= Oski Yell =

Tradition at the University of California Berkeley

The Oski Yell is the University of California Berkeley spirit yell from which the school’s mascot, Oski the Bear, derives his name. Although Oski appeared in 1941, the yell was first performed around the turn of the 20th century. The yell's origins are uncertain, although the University of Illinois originated a similar yell in 1899 (with a different last line). Another early version is credited to Vince Wirtz, who led a similar cheer beginning in the 1920s at football games for Hamilton, Ontario teams.

==Lyrics==
Berkeley's lyrics are:

 Oski Wow-Wow!
 Whiskey Wee-Wee!
 Olee! Muckie-eye!
 Olee! Berkeley-eye!
 California! Wow!

The Oski Yell is currently rarely heard in the stands, its function overtaken by spirit songs such as "Big C," "Fight for California," and "Sons of California." It can still be heard thundering from the Greek Theatre on Friday nights before the Big Game at the annual Big Game Rally.

==Oskee Wee Wee==
The Hamilton Tiger-Cats of the Canadian Football League have a version of the Oski Yell, originally created by Vince Wirtz in the early 1920s. Wirtz developed the choreography for the cheer which was performed by "Pigskin Pete". The yell is still in use in a modified form called "Oskee Wee Wee" by the current Pigskin Pete at Tiger-Cats games:

 Oskee Wee Wee
 Oskee Waa Waa
 Holy Mackinaw
 Tigers ... Eat 'em RAW!!

Wirtz's original version of the cheer is the following:

 Oskee Wee Wee
 Whiskey Wa Wa
 Holy Mackinaw
 Tigers ... Eat'em RAW!!

In 1968, the cheer was the subject of a National Film Board of Canada documentary Oskee Wee Wee.

==Bossy Cow-Cow==
A parody of the Berkeley cheer, called the Bossy Cow-Cow, exists at UC Davis (which was originally established as a farm for the use of Berkeley's College of Agriculture).
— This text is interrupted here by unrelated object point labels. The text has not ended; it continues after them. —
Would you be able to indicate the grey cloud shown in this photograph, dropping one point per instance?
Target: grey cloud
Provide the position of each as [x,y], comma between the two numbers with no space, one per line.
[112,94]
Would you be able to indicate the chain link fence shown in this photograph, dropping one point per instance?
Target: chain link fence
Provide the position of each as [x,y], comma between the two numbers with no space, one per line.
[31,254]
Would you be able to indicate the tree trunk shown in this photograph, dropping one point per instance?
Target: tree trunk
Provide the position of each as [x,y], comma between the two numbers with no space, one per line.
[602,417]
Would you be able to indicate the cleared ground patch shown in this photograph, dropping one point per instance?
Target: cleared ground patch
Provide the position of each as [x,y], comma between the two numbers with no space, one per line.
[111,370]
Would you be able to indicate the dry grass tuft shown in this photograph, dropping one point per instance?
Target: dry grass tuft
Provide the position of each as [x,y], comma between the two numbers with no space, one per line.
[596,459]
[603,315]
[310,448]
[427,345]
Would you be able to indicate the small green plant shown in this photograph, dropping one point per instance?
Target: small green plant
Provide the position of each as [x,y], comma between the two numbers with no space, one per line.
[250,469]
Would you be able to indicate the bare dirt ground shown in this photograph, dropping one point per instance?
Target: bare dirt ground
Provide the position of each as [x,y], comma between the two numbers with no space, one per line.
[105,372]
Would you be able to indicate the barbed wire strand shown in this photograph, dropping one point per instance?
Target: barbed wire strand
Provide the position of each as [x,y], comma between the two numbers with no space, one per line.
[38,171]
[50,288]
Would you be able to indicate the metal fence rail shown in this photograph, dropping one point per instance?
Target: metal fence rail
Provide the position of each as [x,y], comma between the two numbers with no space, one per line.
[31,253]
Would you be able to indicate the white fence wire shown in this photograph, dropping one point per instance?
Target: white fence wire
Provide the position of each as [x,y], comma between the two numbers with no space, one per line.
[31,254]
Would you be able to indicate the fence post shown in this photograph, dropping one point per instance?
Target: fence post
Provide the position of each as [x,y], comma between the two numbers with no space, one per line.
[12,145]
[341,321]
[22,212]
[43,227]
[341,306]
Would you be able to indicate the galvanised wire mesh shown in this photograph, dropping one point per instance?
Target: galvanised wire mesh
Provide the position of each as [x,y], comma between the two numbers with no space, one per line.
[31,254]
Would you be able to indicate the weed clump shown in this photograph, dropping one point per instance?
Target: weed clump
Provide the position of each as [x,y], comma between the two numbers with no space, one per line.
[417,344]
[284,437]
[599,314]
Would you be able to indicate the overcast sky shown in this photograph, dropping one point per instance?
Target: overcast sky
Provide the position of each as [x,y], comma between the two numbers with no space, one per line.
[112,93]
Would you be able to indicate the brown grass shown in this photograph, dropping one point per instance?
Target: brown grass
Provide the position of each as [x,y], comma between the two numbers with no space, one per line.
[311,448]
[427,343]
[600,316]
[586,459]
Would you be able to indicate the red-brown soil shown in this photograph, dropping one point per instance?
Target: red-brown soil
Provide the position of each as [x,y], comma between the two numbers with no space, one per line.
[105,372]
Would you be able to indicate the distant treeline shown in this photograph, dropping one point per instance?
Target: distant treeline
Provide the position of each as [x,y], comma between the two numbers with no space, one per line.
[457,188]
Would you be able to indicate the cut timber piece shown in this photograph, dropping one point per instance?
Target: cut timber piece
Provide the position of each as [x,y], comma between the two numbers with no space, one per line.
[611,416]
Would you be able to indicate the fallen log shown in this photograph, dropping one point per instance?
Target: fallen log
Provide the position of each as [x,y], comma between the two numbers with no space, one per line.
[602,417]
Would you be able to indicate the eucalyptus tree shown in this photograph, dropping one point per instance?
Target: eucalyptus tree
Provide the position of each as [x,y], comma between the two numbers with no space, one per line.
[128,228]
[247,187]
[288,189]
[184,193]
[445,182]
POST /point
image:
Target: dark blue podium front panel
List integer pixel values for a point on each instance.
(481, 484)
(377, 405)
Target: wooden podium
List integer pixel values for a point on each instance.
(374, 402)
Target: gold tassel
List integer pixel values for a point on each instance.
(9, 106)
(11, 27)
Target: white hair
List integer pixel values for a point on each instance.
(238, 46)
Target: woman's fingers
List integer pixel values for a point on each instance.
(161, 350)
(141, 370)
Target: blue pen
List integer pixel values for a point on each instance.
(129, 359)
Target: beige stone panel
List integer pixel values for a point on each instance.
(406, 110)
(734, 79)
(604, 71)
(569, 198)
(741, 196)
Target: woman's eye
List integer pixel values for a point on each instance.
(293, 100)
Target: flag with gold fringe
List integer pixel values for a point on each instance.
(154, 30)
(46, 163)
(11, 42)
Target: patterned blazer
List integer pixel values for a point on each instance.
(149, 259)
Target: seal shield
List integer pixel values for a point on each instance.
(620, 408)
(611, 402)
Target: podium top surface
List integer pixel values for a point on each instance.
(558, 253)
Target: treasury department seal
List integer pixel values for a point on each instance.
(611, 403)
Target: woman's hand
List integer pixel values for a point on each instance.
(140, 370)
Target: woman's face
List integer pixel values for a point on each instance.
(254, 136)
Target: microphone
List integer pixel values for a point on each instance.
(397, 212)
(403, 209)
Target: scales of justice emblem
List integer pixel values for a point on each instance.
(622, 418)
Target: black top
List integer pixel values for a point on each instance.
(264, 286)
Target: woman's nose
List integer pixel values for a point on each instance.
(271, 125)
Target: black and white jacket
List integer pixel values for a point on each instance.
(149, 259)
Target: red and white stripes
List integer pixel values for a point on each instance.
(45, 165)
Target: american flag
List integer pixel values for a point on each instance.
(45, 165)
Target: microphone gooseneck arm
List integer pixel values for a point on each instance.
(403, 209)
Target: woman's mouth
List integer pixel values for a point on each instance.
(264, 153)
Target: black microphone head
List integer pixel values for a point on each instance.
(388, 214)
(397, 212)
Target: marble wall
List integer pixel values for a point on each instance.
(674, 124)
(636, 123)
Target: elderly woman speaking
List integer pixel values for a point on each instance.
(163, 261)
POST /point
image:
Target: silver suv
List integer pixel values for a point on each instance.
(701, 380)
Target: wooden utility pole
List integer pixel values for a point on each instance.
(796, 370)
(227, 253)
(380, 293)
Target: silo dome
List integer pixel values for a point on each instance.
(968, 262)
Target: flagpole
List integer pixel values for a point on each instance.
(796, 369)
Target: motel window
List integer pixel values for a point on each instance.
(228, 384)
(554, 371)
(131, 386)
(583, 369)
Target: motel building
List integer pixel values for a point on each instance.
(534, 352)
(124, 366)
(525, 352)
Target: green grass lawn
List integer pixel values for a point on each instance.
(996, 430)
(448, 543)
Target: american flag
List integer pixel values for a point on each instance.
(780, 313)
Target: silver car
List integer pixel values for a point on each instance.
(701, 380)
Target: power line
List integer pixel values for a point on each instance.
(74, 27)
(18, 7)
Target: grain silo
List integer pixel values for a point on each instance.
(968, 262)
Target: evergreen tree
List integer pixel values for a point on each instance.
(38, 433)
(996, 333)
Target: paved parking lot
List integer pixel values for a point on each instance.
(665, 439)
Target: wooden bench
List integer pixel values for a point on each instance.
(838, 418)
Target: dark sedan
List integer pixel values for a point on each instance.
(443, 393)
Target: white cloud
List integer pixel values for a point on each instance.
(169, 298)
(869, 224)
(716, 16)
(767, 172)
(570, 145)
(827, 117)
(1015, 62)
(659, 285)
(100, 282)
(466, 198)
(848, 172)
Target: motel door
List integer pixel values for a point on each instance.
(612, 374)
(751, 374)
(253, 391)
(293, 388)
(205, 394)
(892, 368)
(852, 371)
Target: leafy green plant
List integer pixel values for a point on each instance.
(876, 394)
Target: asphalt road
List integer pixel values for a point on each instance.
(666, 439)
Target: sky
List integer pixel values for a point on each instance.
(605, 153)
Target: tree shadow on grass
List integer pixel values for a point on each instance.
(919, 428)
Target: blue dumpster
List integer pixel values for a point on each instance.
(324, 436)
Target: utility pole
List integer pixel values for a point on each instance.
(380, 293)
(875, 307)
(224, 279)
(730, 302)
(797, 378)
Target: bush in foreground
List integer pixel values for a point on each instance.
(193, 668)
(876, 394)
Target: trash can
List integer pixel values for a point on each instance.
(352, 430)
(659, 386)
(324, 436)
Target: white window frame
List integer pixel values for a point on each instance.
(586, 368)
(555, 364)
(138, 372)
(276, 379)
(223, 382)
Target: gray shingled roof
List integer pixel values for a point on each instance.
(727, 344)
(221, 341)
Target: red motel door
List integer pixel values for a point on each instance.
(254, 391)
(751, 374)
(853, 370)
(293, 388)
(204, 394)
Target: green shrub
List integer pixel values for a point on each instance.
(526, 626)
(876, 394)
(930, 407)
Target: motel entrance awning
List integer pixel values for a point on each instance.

This variation of the cheer made its debut during UCD's 1926 football game against the College of the Pacific.

 Bossy Cow-Cow!
 Honey Bee-Bee!
 Oleo! Margarine!
 Oleo! Butterine!
 Alfalfa! Hay!

Once hailed by Sports Illustrated as the "most obtuse cheer" in college football, the Bossy Cow-Cow is still used today by the UC Davis Marching Band during their football pregame field shows.